I have a single variable that represents my population values (sample of data):
[1] 94.51 59.81 63.84 94.51 94.51 94.51 94.51 94.51 94.51 94.51
[11] 59.81 94.51 94.51 94.51 47.90 29.16 50.36 23.51 44.41 33.14
[21] 47.90 29.16 47.90 29.16 47.90 29.16 47.90 29.16 47.90 29.16
...
[331] 23.44 24.52 12.37 29.12 24.52 12.37 29.12 24.52 12.37 29.12
[341] 24.52 12.37 29.12 24.52 12.37 29.12 24.52 12.37 29.12 24.52
[351] 12.37 29.12 24.52 12.37 45.25 25.78 49.84 29.12 24.52 12.37
[361] 29.12 24.52 12.37 29.12 24.52 12.37
> summary(group$V1)
Min. 1st Qu.
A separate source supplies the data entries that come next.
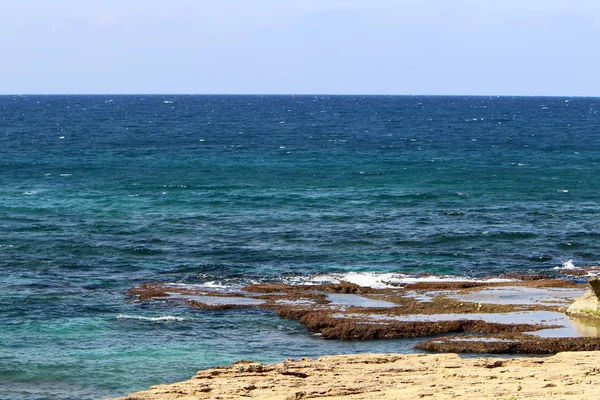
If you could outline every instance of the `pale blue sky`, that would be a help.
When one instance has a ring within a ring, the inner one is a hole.
[[[598,0],[0,0],[0,93],[600,96]]]

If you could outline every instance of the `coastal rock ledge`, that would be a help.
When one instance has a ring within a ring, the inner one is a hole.
[[[575,300],[567,309],[567,314],[578,318],[600,320],[600,278],[589,280],[591,289]]]
[[[118,400],[597,399],[600,352],[551,357],[361,354],[264,365],[239,361]],[[115,399],[116,400],[116,399]]]

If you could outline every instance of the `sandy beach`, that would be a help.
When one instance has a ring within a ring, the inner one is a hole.
[[[118,400],[196,399],[594,399],[600,351],[549,357],[365,354],[238,362],[199,371]]]

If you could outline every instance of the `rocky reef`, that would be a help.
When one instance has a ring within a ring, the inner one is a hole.
[[[339,282],[214,290],[154,282],[129,291],[139,302],[185,303],[204,310],[272,310],[323,339],[423,337],[427,340],[417,347],[428,351],[526,354],[600,350],[600,324],[565,314],[584,293],[584,284],[544,277],[386,288]]]
[[[580,280],[587,273],[581,271],[568,270],[568,275]],[[297,320],[307,334],[325,340],[421,337],[416,347],[430,352],[556,355],[364,354],[273,365],[239,361],[118,400],[599,398],[600,279],[589,284],[527,275],[385,288],[350,282],[231,289],[146,283],[129,291],[134,302],[183,303],[206,312],[258,307]]]

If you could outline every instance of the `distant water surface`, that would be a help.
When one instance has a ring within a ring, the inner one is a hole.
[[[600,99],[1,96],[0,398],[93,399],[240,358],[412,351],[267,311],[132,304],[600,261]],[[348,275],[349,274],[349,275]]]

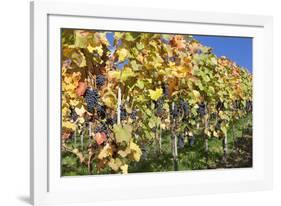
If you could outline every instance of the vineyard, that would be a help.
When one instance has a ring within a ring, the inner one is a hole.
[[[252,74],[191,35],[62,29],[62,175],[252,167]]]

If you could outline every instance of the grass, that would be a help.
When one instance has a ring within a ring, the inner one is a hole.
[[[84,138],[84,147],[87,145],[87,137]],[[226,160],[223,159],[223,140],[209,138],[208,155],[205,153],[204,137],[197,135],[194,145],[185,144],[184,148],[178,149],[178,170],[203,170],[217,168],[243,168],[252,167],[252,115],[231,123],[228,131],[228,153]],[[77,138],[78,146],[80,138]],[[86,151],[86,150],[85,150]],[[165,172],[174,171],[174,162],[171,151],[170,132],[163,132],[162,150],[159,144],[154,143],[146,148],[139,162],[129,165],[129,173],[141,172]],[[95,165],[96,162],[93,162]],[[93,173],[97,171],[93,167]],[[99,174],[110,174],[110,168],[106,168]],[[88,175],[86,165],[81,165],[75,155],[62,152],[62,175]]]

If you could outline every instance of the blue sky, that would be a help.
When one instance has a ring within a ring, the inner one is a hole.
[[[113,33],[107,33],[110,44],[113,44]],[[201,44],[213,48],[218,57],[226,56],[239,66],[252,73],[253,39],[250,37],[202,36],[193,35]]]
[[[218,56],[226,56],[239,66],[253,71],[253,39],[250,37],[193,35],[201,44],[212,47]]]

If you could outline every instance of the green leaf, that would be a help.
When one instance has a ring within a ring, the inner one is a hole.
[[[133,33],[131,33],[131,32],[126,32],[126,33],[125,33],[125,40],[126,40],[126,41],[135,41],[135,38],[133,37]]]
[[[117,143],[129,143],[130,139],[132,138],[132,126],[129,124],[117,125],[113,126],[113,132],[115,134],[116,142]]]
[[[142,49],[144,48],[144,45],[143,45],[143,43],[138,42],[138,43],[136,44],[136,47],[137,47],[138,50],[142,50]]]

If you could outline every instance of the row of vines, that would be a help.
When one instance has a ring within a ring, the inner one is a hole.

Median Mean 3rd Qu. Max.
6.11 35.94 59.13 62.31 86.10 111.50
> mean(group$V1)
[1] 62.30546
> sd(group$V1)
[1] 29.55491
The corresponding histogram is:
And the Shapiro test of normality:
Shapiro-Wilk normality test
data: group$V1
W = 0.9466, p-value = 3.161e-10
With the last information my conclusion is that the population is not distributed normally. The objetive is extract a sample from these population, but I have problems to apply a method to determine the sample size, because in some methods the assumption is based on the normality of population. (According with these reference) The sample is required to comparate this group with a random group with the same sample size, and the single variable to evaluate is the Bitscore.
Some references, suggestions, approaches? Thanks in advance.